Après le discours politique, l'exposé technique a été laissé aux soins du directeur général des services, M. Louchet, qui a assuré ce qui pourrait être l'introduction générale d'un cours de gestion et management des administrations de première année universitaire. "Je trouve très intéressante cette réunion qui permet de rappeler les grands enjeux, les grandes orientations", a-t-il commencé, rappelant les 4 métiers que ses collaborateurs et lui-même doivent assurer : administrateur, gestionnaire, développeur et manager.

"S'il y a des problèmes, il faut les mettre sur la table"

"Il faut définir les règles, les respecter. Il faut assurer un bon éclairage des élus dans leurs prises de décision, de la rigueur dans la gestion, car nous sommes face à une situation financière difficile." Le DGS propose d'instituer, en plus des fiches sur chaque dossier en cours, des notes d'orientation. "Nous devons assurer une qualité du service public. Nous sommes face à des usagers, une population qui attend de nous que l'on comprenne et respecte leurs attentes. (…) S'il y a des problèmes, il faut les mettre sur la table. Il vaut mieux dire les choses. Ca ne veut pas dire se déshonorer, c'est les assumer collectivement et les résoudre. Il ne faut pas avoir peur d'exprimer où il y a des problèmes."

Le DGS a aussi insisté sur l'impératif de légalité et de régularité que doit revêtir chaque acte pris par la Collectivité, comme la rigueur financière à laquelle est désormais soumise la CDM. Il a aussi prêché pour plus de "transversalité" entre les services : "les directions sont très cloisonnées. Il faut plus de transversalité pour apporter une vraie valeur ajoutée, que les compétences réunies apportent plus. Il y a beaucoup de perte à cause de problèmes entre les directions fonctionnelles et opérationnelles. Les directions fonctionnelles (informatique, DRH, juridique, moyens et logistique…) sont d'abord des prestataires de services pour les autres services", a-t-il insisté, sans omettre de redire que les élus, eux non plus, n'ont pas encore assimilé toutes les bonnes pratiques et normes du processus institutionnel. "Il nous faudra travailler sur ce point aussi", a-t-il dit.

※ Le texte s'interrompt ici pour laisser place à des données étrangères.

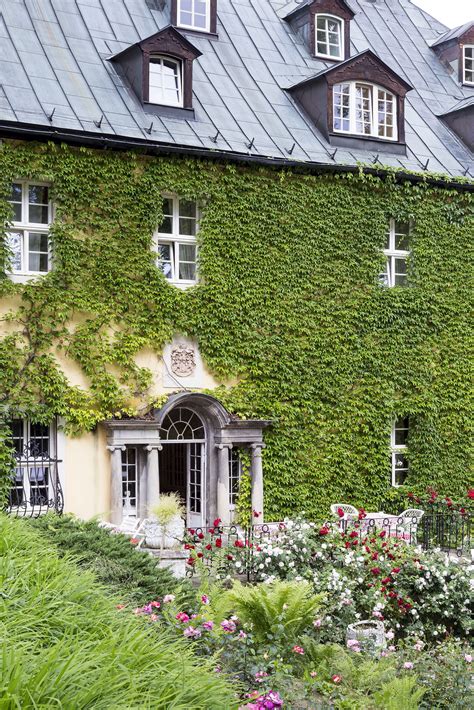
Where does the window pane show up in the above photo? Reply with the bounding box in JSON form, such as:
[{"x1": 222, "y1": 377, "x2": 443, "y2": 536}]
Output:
[
  {"x1": 28, "y1": 232, "x2": 48, "y2": 254},
  {"x1": 179, "y1": 244, "x2": 196, "y2": 261},
  {"x1": 395, "y1": 227, "x2": 411, "y2": 251},
  {"x1": 179, "y1": 262, "x2": 196, "y2": 281},
  {"x1": 7, "y1": 232, "x2": 23, "y2": 271},
  {"x1": 28, "y1": 252, "x2": 49, "y2": 273},
  {"x1": 28, "y1": 185, "x2": 49, "y2": 224},
  {"x1": 158, "y1": 244, "x2": 173, "y2": 279}
]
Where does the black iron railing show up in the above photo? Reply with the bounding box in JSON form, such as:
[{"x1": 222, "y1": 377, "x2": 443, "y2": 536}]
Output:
[
  {"x1": 185, "y1": 510, "x2": 473, "y2": 581},
  {"x1": 7, "y1": 439, "x2": 64, "y2": 518}
]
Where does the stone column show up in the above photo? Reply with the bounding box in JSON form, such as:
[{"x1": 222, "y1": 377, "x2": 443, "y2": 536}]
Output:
[
  {"x1": 216, "y1": 444, "x2": 232, "y2": 525},
  {"x1": 107, "y1": 445, "x2": 125, "y2": 525},
  {"x1": 250, "y1": 444, "x2": 265, "y2": 525},
  {"x1": 145, "y1": 444, "x2": 163, "y2": 517}
]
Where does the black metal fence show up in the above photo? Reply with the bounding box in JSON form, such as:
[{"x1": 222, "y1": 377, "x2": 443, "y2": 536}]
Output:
[
  {"x1": 7, "y1": 439, "x2": 64, "y2": 518},
  {"x1": 185, "y1": 509, "x2": 473, "y2": 581}
]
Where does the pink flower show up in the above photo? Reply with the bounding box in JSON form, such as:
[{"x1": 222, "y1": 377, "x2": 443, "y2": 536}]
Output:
[
  {"x1": 221, "y1": 619, "x2": 237, "y2": 634},
  {"x1": 183, "y1": 626, "x2": 201, "y2": 638}
]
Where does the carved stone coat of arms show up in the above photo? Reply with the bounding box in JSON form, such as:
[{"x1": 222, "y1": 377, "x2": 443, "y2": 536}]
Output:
[{"x1": 171, "y1": 345, "x2": 196, "y2": 377}]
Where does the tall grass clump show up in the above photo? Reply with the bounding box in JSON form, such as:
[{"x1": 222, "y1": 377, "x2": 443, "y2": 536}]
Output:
[
  {"x1": 30, "y1": 513, "x2": 192, "y2": 606},
  {"x1": 0, "y1": 515, "x2": 237, "y2": 710}
]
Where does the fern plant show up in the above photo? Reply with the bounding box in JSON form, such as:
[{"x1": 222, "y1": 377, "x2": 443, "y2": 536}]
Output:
[{"x1": 222, "y1": 581, "x2": 322, "y2": 642}]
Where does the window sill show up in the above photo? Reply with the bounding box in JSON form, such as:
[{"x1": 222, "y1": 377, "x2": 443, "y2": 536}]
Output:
[
  {"x1": 176, "y1": 25, "x2": 219, "y2": 40},
  {"x1": 7, "y1": 271, "x2": 50, "y2": 284},
  {"x1": 166, "y1": 279, "x2": 197, "y2": 291},
  {"x1": 329, "y1": 133, "x2": 406, "y2": 155},
  {"x1": 143, "y1": 101, "x2": 194, "y2": 121}
]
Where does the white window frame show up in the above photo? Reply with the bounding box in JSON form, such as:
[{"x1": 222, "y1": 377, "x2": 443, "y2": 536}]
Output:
[
  {"x1": 462, "y1": 44, "x2": 474, "y2": 86},
  {"x1": 176, "y1": 0, "x2": 211, "y2": 32},
  {"x1": 380, "y1": 217, "x2": 413, "y2": 288},
  {"x1": 7, "y1": 180, "x2": 53, "y2": 283},
  {"x1": 122, "y1": 446, "x2": 139, "y2": 516},
  {"x1": 332, "y1": 81, "x2": 398, "y2": 141},
  {"x1": 390, "y1": 417, "x2": 410, "y2": 488},
  {"x1": 11, "y1": 420, "x2": 56, "y2": 513},
  {"x1": 148, "y1": 54, "x2": 184, "y2": 107},
  {"x1": 314, "y1": 12, "x2": 344, "y2": 61},
  {"x1": 153, "y1": 193, "x2": 200, "y2": 289}
]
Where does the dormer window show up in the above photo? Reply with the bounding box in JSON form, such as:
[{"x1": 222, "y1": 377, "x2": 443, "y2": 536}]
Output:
[
  {"x1": 463, "y1": 45, "x2": 474, "y2": 84},
  {"x1": 148, "y1": 55, "x2": 183, "y2": 106},
  {"x1": 333, "y1": 81, "x2": 397, "y2": 140},
  {"x1": 177, "y1": 0, "x2": 211, "y2": 32},
  {"x1": 315, "y1": 15, "x2": 344, "y2": 59},
  {"x1": 110, "y1": 25, "x2": 202, "y2": 119}
]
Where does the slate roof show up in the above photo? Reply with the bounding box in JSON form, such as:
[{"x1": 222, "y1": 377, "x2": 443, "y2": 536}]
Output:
[
  {"x1": 431, "y1": 22, "x2": 474, "y2": 47},
  {"x1": 0, "y1": 0, "x2": 474, "y2": 175}
]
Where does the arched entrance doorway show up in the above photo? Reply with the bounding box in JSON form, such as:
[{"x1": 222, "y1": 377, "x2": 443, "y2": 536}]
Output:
[
  {"x1": 105, "y1": 391, "x2": 270, "y2": 527},
  {"x1": 159, "y1": 407, "x2": 206, "y2": 527}
]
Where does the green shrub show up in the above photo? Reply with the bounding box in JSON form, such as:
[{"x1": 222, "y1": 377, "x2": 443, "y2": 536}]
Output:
[
  {"x1": 223, "y1": 582, "x2": 321, "y2": 643},
  {"x1": 0, "y1": 516, "x2": 236, "y2": 710},
  {"x1": 31, "y1": 514, "x2": 191, "y2": 606}
]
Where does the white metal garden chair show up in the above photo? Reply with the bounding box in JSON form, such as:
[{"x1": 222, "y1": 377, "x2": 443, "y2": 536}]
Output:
[
  {"x1": 397, "y1": 508, "x2": 425, "y2": 542},
  {"x1": 330, "y1": 503, "x2": 359, "y2": 518},
  {"x1": 99, "y1": 515, "x2": 149, "y2": 548}
]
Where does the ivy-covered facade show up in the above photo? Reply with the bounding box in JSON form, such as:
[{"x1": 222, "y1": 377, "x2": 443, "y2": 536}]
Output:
[{"x1": 0, "y1": 2, "x2": 474, "y2": 526}]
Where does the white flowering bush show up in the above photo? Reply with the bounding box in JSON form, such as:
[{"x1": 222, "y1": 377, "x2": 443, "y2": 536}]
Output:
[{"x1": 241, "y1": 520, "x2": 474, "y2": 642}]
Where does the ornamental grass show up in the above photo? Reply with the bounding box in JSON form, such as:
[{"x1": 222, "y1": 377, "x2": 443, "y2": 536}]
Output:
[{"x1": 0, "y1": 515, "x2": 237, "y2": 710}]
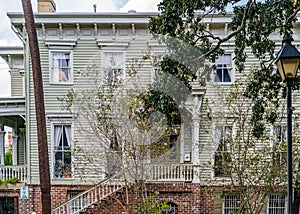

En tout état de cause, une nouvelle culture administrative, portée par plus de rigueur, de régularité, de concertation et animée du souci de l'estimation juste de la ressource, qu'elle soit humaine, financière ou technique, serait seule à même de permettre à la Collectivité de relever les multiples défis pour préparer l'avenir et sous-jacents à un éventuel changement de statut.

 

François Macone & Laurent Canavate

 


 

Des fiches pour suivre chaque dossier en cours

Le président Douchina a demandé à ce que chaque DGA se présente à travers une fiche, avec chacun de ses services, ses équipes, ses missions, et surtout les dossiers en cours. Pour chaque dossier, il faudra une fiche avec son état d'avancement (par exemple l'aéroport, "pour pouvoir parler de ces dossiers aisément"), préciser les échéances, signaler les problèmes rencontrés, proposer des solutions, les attentes par rapport aux élus (besoin d'une délibération, de foncier…).

"Chaque vice-président doit être destinataire de ces fiches. Il faut qu'elles soient simples, lisibles, informatives", a détaillé le président.